# NWSL USA trains upgrade 40 inch wheels!



## apo234 (Aug 14, 2013)

so I have been searching the internet for awhile now about the wrong wheel size on the usa trains locomotives... I really want to fix this problem on my locomotives... I have read George Schreyer's page on his gp9... so my questions are... has anyone else done this? ive found some people who have... and im still not clear on how hard it will be to do? also how is NorthWest Short Line on customer service? ive never ordered anything from them... does it take forever to get your products? if anyone could give me anymore information on this subject i would very much appreciate it!!!


----------



## Curmudgeon (Jan 11, 2008)

The real issue is not so much the wheel diameter (hey, they're fully hidden behind the sideframes), but what the scale height above the rails will be once you raise the loco with new bigger wheels. 
I tried those once. Make sure they've fixed the flange size. 
Since the USA trucks are not equalized...the 40" wheelsets we got had full scale flanges.

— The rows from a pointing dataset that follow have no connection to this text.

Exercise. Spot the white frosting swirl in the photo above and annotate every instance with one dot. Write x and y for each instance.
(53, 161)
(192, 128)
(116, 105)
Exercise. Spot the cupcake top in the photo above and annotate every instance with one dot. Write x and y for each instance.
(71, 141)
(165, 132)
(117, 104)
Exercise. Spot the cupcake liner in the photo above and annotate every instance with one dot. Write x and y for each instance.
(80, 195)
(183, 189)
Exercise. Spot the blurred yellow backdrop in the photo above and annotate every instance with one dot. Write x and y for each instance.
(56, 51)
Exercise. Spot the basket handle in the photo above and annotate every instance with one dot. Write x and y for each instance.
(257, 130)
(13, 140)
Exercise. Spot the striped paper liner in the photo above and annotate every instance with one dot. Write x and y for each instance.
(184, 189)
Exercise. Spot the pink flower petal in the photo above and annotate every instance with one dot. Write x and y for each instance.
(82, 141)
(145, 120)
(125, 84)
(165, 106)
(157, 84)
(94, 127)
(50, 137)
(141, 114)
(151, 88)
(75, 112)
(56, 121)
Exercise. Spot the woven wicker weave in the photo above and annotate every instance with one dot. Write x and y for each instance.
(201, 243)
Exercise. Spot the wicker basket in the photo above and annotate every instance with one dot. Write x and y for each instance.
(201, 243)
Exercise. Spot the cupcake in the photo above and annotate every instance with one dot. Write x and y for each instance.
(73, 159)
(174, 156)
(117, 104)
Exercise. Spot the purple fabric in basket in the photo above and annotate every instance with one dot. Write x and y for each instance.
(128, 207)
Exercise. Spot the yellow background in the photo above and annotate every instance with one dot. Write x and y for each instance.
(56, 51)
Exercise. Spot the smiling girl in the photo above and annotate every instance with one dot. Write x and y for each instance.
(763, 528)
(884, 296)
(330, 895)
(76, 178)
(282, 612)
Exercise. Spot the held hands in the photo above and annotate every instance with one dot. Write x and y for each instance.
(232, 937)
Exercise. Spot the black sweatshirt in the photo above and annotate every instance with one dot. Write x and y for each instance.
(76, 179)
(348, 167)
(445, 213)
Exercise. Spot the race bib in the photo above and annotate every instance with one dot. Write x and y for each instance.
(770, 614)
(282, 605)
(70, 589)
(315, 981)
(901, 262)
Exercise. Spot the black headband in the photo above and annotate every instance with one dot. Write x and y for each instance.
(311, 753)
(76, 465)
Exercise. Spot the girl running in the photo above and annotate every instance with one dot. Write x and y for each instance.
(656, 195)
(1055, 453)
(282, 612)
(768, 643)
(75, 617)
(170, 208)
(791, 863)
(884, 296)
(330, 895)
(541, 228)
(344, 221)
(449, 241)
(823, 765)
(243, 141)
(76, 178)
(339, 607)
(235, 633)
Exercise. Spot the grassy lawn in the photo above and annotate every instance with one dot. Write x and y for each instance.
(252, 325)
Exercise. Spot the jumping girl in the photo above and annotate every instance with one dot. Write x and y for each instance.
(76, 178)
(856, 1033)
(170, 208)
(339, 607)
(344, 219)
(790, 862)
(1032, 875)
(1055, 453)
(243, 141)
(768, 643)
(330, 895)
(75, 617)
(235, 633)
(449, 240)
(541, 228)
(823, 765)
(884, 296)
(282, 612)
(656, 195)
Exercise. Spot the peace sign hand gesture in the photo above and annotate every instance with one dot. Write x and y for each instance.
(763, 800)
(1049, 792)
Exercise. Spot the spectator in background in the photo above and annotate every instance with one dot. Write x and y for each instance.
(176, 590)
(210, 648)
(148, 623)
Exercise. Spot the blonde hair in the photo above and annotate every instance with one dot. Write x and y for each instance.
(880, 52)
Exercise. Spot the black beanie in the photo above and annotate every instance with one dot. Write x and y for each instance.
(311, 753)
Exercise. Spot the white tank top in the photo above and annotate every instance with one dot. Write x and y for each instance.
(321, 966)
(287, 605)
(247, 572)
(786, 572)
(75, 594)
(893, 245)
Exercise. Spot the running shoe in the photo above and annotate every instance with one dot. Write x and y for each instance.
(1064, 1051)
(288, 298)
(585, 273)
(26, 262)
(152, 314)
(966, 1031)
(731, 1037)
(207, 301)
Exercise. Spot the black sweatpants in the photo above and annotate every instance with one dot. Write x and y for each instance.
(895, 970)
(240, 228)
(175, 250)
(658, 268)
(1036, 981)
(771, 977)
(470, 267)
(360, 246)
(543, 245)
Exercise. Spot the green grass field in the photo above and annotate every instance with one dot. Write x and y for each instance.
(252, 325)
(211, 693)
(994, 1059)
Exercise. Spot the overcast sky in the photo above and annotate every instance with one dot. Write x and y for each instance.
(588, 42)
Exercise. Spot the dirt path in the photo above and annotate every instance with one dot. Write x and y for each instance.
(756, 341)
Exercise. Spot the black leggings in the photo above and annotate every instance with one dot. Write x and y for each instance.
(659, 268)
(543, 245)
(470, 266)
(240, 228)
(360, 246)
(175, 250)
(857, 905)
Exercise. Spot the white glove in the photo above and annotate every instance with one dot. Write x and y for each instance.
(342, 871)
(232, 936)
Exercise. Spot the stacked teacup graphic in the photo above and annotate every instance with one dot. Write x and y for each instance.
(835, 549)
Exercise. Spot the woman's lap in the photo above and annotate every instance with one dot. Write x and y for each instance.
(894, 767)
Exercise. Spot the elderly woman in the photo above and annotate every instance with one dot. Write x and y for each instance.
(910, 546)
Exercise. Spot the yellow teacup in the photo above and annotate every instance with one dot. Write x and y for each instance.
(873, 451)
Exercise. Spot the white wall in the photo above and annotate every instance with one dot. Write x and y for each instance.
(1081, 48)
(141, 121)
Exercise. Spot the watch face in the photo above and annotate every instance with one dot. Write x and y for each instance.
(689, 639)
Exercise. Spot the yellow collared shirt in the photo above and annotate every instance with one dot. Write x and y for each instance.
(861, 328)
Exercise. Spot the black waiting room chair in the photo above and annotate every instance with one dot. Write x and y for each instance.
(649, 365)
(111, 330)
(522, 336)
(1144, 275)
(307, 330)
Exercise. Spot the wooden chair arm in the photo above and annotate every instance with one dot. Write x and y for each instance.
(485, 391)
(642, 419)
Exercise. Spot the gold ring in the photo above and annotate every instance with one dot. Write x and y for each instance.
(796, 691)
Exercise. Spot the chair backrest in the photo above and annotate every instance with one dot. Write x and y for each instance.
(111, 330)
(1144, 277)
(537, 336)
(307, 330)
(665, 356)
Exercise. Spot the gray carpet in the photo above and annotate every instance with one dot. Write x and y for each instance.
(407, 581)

First run, one hour, spent over 40 minutes putting the loco back on the track...including one tumble down the side of the mountain. 
I have one wheel here for display of what NOT to do. 
Remember, you have to just about fully remove the brake shoes to get them to fit.....so, how "scale" is the loco with big wheels and no brakes again? 
I think, and it's been a long time, the next smaller size had proper flanges to stay on outdoor rails.... 

TOC


----------



## Ted Doskaris (Oct 7, 2008)

When installing body mount couplers (typically Kadees used), establishing the proper loco (or rolling stock) height from the rail head lends itself to this effort, so wheel diameter becomes a consideration, too.

As to the wheel flange, scale wheels, as TOC pointed out, can be very problematic on the average layout.

If I were to retrofit wheels on, for example, a USA Trains 2 axle truck loco like the EMD F units and GP units, I would prefer to try to use the USA Trains wheels from their SD 40. From recollection, the tread diameter of these wheels scale to about 36 inches for a prototype, which is a bit shy from a 40 inch wheel normally used on the EMD 2 axle truck locos; however, this is in the realm of prototype wheels that may have been trued up & turned down in diameter - albeit at their likely limit. Using the SD 40 wheels should, also, minimize the amount of brake shoe removal from the side frames. 

If using wheels from the SD 40, be aware that the wheels alone are to be used and transplanted on the 2 axle truck gear since the gear that comes with the SD 40 wheels is not the same design as the one used on the 2 axle trucks.

I know that one person on the FORUM has retrofitted wheels from the USA Trains SD 70, but these wheels scale too large in diameter when compared to prototype. In addition to the machining the brake shoes on the side frames, the sides of the motor blocks had to be machined in the process, too.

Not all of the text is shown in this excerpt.